A lower-cost digital piano such as the Yamaha P95 is probably fine if you are in the beginning stages where power and velocity do not yet come into play. If you are just starting out, you are also probably not yet at the stage where your daily practice sessions are very long (maybe 30 minutes to 1 hour at the most). To become an advanced pianist is a fairly athletic undertaking. If you have gotten to the point where you are about to embark on a daily strength training program with scales and Hanon exercises and will be practicing for more than one hour per day, then you should probably upgrade as soon as possible to the best digital piano you can afford.
Although the Yamaha P95 feels quite good to me and I would gladly take this instrument over a poorly maintained acoustic piano any day, I would hesitate to recommend it as a practice piano to serious piano students who are approaching the intermediate level, especially those studying classical music or jazz.
Note: Always consult with your teacher as to which practice piano(s) are best for you and give whatever digital piano(s) you have in mind a test run before you buy.

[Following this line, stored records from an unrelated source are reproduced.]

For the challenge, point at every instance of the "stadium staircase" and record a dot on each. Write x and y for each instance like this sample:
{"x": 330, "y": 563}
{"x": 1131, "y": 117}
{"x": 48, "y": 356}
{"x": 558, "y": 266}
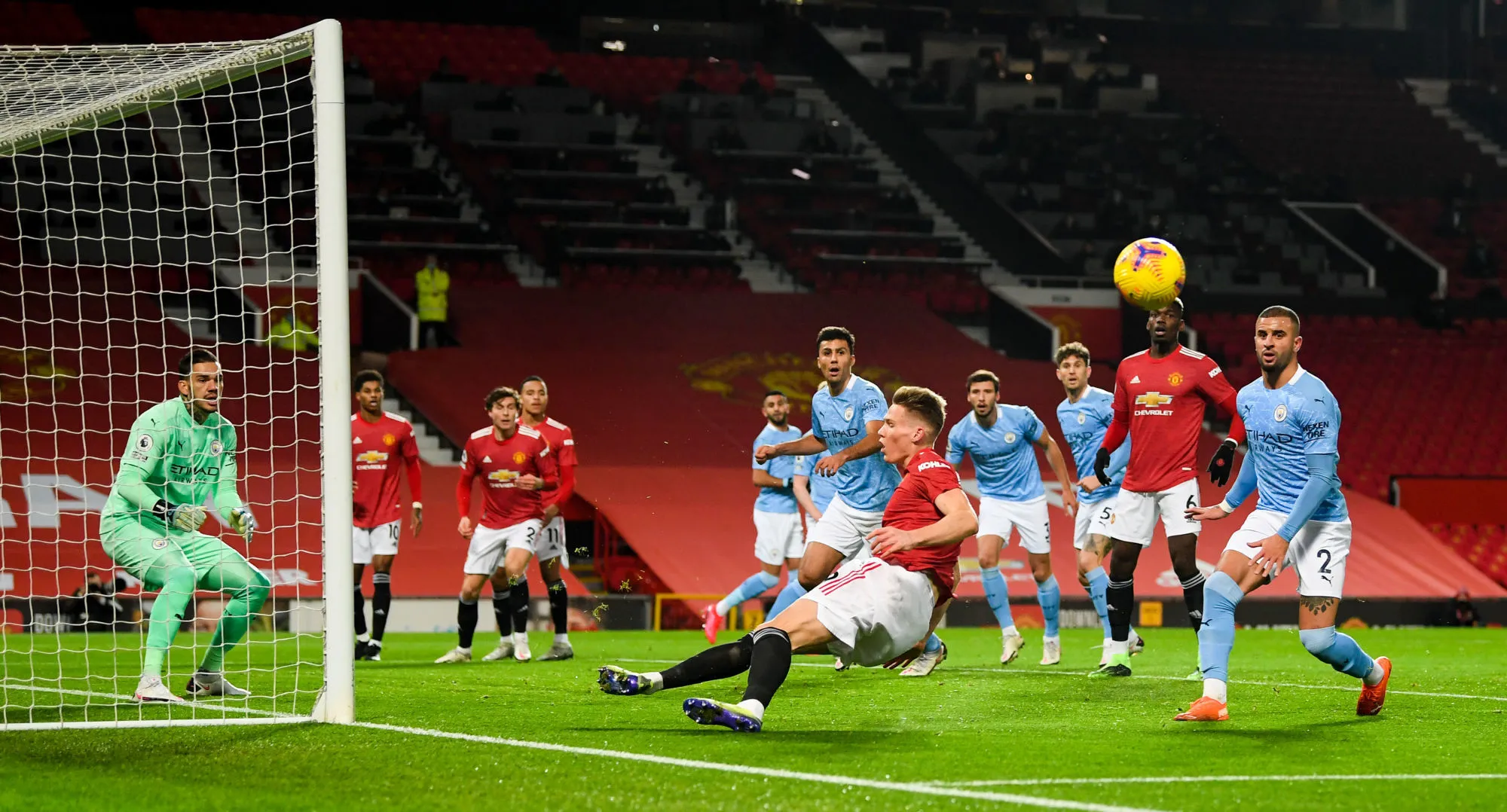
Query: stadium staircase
{"x": 1434, "y": 96}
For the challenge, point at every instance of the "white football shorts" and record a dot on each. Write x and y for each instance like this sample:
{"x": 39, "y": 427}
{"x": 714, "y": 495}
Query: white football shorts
{"x": 875, "y": 609}
{"x": 552, "y": 543}
{"x": 998, "y": 516}
{"x": 374, "y": 542}
{"x": 1093, "y": 520}
{"x": 780, "y": 537}
{"x": 1136, "y": 513}
{"x": 491, "y": 545}
{"x": 845, "y": 530}
{"x": 1318, "y": 552}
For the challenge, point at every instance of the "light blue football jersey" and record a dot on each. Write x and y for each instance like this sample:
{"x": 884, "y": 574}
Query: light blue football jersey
{"x": 1004, "y": 454}
{"x": 821, "y": 487}
{"x": 1084, "y": 426}
{"x": 1283, "y": 427}
{"x": 777, "y": 501}
{"x": 840, "y": 421}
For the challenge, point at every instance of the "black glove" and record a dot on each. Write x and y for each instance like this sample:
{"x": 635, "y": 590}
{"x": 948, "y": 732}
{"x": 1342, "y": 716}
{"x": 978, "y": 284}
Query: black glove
{"x": 1102, "y": 466}
{"x": 1221, "y": 463}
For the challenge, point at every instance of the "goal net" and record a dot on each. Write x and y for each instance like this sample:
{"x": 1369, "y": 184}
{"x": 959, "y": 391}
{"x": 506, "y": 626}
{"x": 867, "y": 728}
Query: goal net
{"x": 157, "y": 200}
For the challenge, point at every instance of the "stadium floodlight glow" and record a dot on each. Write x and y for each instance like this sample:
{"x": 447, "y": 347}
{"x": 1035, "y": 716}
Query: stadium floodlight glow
{"x": 150, "y": 188}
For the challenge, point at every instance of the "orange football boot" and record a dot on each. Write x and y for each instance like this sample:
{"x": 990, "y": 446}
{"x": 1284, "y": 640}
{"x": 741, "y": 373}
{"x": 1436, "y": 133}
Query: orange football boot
{"x": 1375, "y": 697}
{"x": 1205, "y": 709}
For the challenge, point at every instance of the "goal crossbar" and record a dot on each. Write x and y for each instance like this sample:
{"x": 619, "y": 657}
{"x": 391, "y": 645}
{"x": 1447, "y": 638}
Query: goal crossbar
{"x": 49, "y": 93}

Image credit: Nicolas Guilmain
Yamaha P95 Demos
Is the Yamaha P95 for you?
The Yamaha P95 is an excellent choice if you are on a budget and any of the following apply:
- you are just starting the piano and not sure at this point how long you will stick with it.
- you want a MIDI keyboard controller that feels like a real acoustic piano and you don't need a lot of bells and whistles.
- you dislike the feel of the Casio PX-130.
- you need a spare keyboard that is portable for performing or taking with you on vacations.
- you are dedicated and anxious to get started learning the piano but simply cannot afford anything better (consult with your teacher).
- you have more than one child who will be starting piano lessons at different times. (For your first child, you can buy her a Yamaha P95, and when your second child begins the piano, you can then hand her down the Yamaha and upgrade your first child's piano to something better suited to her playing level.)
- your teacher gives it her blessings.